Mortimer Adler gives a definition of readers as :
"Intelligent person that gain a large share of their information about and their understanding of the world from the written word."
I consider that in this days the people prefer to watch t.v or listen the radio to know and learn things but instead of reasoning we are only believing that what someone think is ok is what we believe instead of really analyze and make questions about thins through reading and not only listening what other thinks.
Active Reading
In this book the Author want to make a comparison between active and passive reading.
Many people consider that reading is a passive activity but the author give a great example demonstrating why reading is active.
Reading and listening are thought of as receiving communication from someone who is actively sending the message. He explain that the error here is consider that receiving doesn't need any effort. He gave an example like being a pitcher and a catcher of baseball. The pitcher pitch the ball and send it to the receiver, for the ball to be received the catcher has to do an effort so he is active, the one that is passive is the ball. In reading we are the Catcher.
"the art of reading is the skill of catching every sort of communication as well as possible."
The Goals of Reading: Reading for Information and Reading for Understanding
When we read something that we doesn't understand or that we think that we understand things but it wasn't what the author want to communicate the author recommend us to take the reading to someone else who, you think, can read better than you, and have him explain the parts that you doesn't understand.
The author describes “learning” as: understanding more, not remembering more information that has the same degree of intelligibility as other information you already possess.

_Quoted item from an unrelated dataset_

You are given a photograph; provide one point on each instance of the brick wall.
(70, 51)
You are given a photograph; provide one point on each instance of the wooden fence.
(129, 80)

Difficult reading destined to comprehension:
1) Initial inequality in understanding
2) The reader must be able to overcome this inequality in some degree.
"The Greeks had a name for such a mixture of learning which might be applied to the
bookish but poorly read of all ages. They are all sophomores."
In the school and at the beginning of College I consider myself a sophomore.
One of the things that I liked the most of this chapter was the part of the end of present and absent teachers. The example was about if we have a professor to ask a question of what we doesn't understand we have the easy answer. But what happen if we didn't have no one to ask what we doesn't understand we think and reason about our question and we can be force to read or investigate more to answer our question.